You have to give more information than that. Try to explain a little what you did. 'Synching my file' is not something you can do in Lightroom. You can use 'Synchronize Folder' but that does not normally make you lose pictures.


----------



## algernon (Nov 10, 2017)

JohanElzenga said:


> You have to give more information than that. Try to explain a little what you did. 'Synching my file' is not something you can do in Lightroom. You can use 'Synchronize Folder' but that does not normally make you lose pictures.


I think what I did was sync a folder. After doing that I was not able to see the balance of my photos. I had 1700 pics in that folder and now I can only view three of them and I cant figure out how to retrieve the rest. One other issue that I have is, when I upload a photo to develop ,I receive a message that says the file could not be found.


----------



## Johan Elzenga (Nov 10, 2017)

Sounds like you used 'Synchronize Folder' and when Lightroom said that there were missing pictures, you told it to delete these. If that's true, then these pictures are gone from the catalog. Do you have a catalog backup from before you used 'Synchronize'?


----------



## algernon (Nov 17, 2017)

JohanElzenga said:


> Sounds like you used 'Synchronize Folder' and when Lightroom said that there were missing pictures, you told it to delete these. If that's true, then these pictures are gone from the catalog. Do you have a catalog backup from before you used 'Synchronize'?

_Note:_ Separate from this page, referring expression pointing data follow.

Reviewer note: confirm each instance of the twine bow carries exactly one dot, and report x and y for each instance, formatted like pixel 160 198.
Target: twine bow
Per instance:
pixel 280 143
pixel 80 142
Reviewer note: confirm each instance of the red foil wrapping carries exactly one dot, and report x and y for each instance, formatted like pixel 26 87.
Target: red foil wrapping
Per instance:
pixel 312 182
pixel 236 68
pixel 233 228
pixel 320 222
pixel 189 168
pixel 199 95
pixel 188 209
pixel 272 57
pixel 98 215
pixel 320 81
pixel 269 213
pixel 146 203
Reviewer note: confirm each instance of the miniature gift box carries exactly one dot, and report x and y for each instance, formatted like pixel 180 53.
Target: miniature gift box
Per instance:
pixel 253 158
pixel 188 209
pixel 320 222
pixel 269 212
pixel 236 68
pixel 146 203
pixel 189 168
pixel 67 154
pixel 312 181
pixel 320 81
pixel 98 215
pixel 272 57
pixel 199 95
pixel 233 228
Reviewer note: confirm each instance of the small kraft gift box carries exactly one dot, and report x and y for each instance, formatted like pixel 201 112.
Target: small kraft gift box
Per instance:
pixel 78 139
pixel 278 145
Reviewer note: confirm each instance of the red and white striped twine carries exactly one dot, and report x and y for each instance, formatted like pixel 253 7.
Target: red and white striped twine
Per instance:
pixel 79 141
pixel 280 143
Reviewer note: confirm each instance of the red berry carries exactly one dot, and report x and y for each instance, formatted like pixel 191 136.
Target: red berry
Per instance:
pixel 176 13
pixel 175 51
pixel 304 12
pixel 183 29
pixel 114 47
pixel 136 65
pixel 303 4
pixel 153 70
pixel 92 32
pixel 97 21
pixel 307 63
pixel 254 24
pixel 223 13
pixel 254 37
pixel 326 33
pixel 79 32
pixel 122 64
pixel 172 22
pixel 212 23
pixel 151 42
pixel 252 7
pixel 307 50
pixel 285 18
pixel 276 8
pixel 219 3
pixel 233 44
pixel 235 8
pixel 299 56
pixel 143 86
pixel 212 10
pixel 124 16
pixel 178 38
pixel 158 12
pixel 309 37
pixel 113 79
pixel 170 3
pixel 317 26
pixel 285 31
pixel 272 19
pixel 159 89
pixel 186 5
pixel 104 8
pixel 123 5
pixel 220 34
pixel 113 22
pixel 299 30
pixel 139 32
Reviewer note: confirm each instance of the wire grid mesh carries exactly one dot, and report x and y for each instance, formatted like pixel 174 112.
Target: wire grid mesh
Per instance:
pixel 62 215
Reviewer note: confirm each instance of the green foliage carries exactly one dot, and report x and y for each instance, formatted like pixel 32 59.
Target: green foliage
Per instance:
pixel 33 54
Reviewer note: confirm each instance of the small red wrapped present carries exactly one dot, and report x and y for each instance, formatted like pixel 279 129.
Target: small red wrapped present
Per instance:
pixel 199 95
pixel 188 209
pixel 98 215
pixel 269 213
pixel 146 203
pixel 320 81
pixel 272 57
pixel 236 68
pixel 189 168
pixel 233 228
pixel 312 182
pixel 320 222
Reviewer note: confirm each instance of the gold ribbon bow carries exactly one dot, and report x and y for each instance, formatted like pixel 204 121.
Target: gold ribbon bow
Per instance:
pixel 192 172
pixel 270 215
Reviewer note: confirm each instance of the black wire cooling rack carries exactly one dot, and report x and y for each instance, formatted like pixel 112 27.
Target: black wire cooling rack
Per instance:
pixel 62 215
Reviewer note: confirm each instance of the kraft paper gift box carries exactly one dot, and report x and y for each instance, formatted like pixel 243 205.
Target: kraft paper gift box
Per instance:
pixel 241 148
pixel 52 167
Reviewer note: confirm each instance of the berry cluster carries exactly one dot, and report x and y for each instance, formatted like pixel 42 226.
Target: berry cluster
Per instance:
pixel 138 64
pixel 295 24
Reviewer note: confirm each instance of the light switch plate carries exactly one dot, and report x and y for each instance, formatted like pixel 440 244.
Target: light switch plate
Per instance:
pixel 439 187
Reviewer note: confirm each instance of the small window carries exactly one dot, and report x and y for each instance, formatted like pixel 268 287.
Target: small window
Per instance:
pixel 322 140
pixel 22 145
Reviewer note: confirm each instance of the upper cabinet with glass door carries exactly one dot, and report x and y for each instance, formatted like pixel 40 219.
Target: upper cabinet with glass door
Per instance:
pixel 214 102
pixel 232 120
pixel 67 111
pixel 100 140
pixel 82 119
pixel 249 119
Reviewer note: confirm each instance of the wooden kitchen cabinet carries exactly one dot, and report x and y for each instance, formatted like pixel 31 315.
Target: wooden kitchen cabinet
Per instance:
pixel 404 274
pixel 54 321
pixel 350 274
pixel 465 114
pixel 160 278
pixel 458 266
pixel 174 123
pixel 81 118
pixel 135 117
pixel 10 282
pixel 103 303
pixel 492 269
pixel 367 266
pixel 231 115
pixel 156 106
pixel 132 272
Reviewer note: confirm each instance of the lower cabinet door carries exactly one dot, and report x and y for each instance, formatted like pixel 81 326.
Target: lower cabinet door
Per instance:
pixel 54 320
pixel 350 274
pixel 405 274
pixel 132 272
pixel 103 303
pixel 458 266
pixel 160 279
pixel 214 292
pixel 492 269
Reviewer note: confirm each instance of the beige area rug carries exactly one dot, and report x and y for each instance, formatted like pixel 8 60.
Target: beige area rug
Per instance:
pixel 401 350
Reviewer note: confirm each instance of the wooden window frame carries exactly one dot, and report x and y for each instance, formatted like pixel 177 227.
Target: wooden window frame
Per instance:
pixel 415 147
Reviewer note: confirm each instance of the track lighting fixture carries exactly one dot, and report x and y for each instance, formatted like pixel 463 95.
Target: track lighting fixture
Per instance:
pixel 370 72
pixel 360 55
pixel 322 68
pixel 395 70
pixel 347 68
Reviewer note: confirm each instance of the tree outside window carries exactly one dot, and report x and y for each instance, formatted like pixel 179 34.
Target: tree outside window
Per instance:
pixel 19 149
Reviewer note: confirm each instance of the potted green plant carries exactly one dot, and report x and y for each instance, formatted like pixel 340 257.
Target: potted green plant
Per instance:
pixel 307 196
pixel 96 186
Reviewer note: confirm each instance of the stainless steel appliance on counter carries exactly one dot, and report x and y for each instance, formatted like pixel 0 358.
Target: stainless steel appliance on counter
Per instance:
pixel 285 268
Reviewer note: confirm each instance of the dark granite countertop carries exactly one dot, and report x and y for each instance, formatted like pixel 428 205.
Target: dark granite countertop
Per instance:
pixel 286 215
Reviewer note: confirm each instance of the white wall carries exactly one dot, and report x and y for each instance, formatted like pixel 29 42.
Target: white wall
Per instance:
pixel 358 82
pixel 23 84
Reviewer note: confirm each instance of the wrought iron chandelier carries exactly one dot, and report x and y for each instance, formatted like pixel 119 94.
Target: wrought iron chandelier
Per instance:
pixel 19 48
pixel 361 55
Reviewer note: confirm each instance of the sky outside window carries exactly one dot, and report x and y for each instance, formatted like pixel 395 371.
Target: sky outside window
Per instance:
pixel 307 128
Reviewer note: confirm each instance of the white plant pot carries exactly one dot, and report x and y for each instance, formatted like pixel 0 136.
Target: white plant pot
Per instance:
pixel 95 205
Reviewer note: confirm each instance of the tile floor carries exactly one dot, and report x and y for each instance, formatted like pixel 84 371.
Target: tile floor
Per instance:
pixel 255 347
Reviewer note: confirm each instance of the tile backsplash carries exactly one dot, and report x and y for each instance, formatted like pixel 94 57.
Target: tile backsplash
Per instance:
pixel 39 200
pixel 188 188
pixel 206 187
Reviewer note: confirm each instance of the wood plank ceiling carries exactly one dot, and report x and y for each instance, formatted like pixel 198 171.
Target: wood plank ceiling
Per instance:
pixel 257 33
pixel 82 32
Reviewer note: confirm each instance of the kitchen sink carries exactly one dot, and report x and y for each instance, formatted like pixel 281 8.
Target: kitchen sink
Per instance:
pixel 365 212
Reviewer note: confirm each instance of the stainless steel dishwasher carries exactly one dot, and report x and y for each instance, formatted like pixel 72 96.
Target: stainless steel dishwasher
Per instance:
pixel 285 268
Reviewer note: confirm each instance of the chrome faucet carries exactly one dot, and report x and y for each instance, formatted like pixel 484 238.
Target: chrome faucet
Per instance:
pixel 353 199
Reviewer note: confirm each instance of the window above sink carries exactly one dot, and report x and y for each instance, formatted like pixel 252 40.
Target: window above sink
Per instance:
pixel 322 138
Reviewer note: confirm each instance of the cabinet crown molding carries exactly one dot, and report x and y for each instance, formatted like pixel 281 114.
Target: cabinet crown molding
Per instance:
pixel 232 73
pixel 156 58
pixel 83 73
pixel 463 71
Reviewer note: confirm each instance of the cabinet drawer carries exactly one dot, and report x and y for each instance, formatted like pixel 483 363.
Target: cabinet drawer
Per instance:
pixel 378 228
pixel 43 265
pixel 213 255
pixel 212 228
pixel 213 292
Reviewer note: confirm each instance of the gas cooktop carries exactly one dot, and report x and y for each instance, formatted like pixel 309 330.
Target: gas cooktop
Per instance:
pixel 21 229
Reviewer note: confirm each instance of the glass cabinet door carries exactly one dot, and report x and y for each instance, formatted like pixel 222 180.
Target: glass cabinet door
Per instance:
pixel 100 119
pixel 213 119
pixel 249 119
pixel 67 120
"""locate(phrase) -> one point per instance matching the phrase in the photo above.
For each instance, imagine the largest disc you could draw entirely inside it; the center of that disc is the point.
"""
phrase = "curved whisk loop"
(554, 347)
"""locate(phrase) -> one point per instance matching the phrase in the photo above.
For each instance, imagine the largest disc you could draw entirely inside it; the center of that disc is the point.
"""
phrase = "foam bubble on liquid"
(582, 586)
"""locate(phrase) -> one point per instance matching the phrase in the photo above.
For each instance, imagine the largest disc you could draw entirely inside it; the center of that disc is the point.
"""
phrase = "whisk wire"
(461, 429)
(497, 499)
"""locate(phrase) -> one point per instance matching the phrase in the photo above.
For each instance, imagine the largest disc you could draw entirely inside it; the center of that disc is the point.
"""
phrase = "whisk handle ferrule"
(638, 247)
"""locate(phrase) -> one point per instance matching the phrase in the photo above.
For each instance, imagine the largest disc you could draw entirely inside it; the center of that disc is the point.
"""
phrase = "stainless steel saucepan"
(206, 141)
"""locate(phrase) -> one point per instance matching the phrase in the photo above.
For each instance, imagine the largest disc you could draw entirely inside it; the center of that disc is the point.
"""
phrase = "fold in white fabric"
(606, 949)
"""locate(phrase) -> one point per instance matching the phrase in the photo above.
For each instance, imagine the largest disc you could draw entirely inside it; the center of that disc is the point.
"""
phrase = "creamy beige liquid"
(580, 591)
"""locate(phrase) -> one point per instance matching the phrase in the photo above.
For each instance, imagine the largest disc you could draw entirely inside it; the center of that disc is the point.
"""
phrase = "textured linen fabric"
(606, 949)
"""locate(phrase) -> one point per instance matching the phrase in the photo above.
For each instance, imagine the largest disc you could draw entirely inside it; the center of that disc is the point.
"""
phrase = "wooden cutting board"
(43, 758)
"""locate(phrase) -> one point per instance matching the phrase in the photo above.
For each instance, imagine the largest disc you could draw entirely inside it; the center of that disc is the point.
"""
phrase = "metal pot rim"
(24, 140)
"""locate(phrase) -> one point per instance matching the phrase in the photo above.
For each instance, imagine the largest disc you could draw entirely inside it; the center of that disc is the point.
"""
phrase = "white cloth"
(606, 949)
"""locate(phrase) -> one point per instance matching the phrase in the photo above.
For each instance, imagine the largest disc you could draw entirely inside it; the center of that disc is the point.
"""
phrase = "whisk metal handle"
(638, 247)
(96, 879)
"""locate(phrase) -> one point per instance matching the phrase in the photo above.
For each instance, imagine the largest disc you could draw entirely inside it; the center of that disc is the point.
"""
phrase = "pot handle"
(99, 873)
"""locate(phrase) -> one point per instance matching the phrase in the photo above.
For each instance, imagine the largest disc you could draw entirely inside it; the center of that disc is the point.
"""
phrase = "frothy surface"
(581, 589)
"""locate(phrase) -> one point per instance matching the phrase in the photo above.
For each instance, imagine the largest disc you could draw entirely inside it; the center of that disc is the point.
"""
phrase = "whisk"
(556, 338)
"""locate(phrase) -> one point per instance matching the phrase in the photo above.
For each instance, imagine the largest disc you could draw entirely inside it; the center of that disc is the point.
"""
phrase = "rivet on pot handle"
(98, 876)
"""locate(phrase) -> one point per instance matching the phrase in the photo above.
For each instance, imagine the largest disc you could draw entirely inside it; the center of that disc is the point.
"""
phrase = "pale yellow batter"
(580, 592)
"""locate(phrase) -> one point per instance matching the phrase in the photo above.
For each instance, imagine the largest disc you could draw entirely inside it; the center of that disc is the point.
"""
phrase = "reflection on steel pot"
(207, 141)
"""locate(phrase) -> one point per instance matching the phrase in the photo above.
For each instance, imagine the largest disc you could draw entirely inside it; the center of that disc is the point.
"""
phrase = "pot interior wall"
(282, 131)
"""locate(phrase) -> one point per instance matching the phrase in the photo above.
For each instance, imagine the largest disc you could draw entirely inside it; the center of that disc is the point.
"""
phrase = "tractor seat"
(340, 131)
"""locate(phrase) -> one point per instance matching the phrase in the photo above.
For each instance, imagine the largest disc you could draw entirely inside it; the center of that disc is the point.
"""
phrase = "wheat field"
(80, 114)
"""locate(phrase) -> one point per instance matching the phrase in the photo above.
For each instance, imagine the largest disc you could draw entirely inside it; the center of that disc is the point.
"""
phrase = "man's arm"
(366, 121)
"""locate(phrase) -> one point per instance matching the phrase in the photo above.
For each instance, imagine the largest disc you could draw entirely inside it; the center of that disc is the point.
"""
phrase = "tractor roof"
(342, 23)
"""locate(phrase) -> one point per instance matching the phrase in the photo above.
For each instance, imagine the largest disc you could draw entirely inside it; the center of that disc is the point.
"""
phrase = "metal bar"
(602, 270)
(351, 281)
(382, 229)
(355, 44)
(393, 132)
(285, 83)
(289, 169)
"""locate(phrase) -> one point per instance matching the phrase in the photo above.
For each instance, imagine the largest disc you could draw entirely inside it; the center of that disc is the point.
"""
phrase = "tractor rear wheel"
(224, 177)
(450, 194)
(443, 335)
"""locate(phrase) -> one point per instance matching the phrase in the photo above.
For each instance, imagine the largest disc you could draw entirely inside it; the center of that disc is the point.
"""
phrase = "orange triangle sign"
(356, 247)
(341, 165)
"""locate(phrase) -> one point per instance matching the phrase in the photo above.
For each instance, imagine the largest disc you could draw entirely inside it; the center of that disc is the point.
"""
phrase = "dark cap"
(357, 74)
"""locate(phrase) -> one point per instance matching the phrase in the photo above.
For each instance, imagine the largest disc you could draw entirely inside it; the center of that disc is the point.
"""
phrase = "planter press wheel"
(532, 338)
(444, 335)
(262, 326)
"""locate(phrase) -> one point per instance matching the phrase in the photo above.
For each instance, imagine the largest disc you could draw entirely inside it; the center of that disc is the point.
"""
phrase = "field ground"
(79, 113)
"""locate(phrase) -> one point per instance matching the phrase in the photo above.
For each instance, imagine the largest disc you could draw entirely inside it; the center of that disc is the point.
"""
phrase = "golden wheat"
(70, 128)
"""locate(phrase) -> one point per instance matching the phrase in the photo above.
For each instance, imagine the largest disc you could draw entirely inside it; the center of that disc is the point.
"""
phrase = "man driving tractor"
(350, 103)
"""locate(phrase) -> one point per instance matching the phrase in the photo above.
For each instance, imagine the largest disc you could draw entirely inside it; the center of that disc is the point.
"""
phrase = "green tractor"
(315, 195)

No I did not ask to delete anything, and I did not have a back up of my pics. Still can’t develop pics in Lightroom. 
Folder not found, is the error message. 
Help if you can? Thanks


----------



## Johan Elzenga (Nov 17, 2017)

You can't develop pictures if Lightroom doesn't know where these pictures are, and the 'Folder not found' message tells you that. So you will have to find the new location of that folder yourself. It could be moved, or it could be renamed (or both). If you know where it is, then you can 'reconnect' it in Lightroom in the following way. Go to the folder panel and look for the folder. It will be shown as 'missing' with a question mark, but it should still be there. Right-click on it and choose 'Find Missing Folder'. You will get an standard 'Open' dialog. Navigate to the new location of the folder and select it. Done.


----------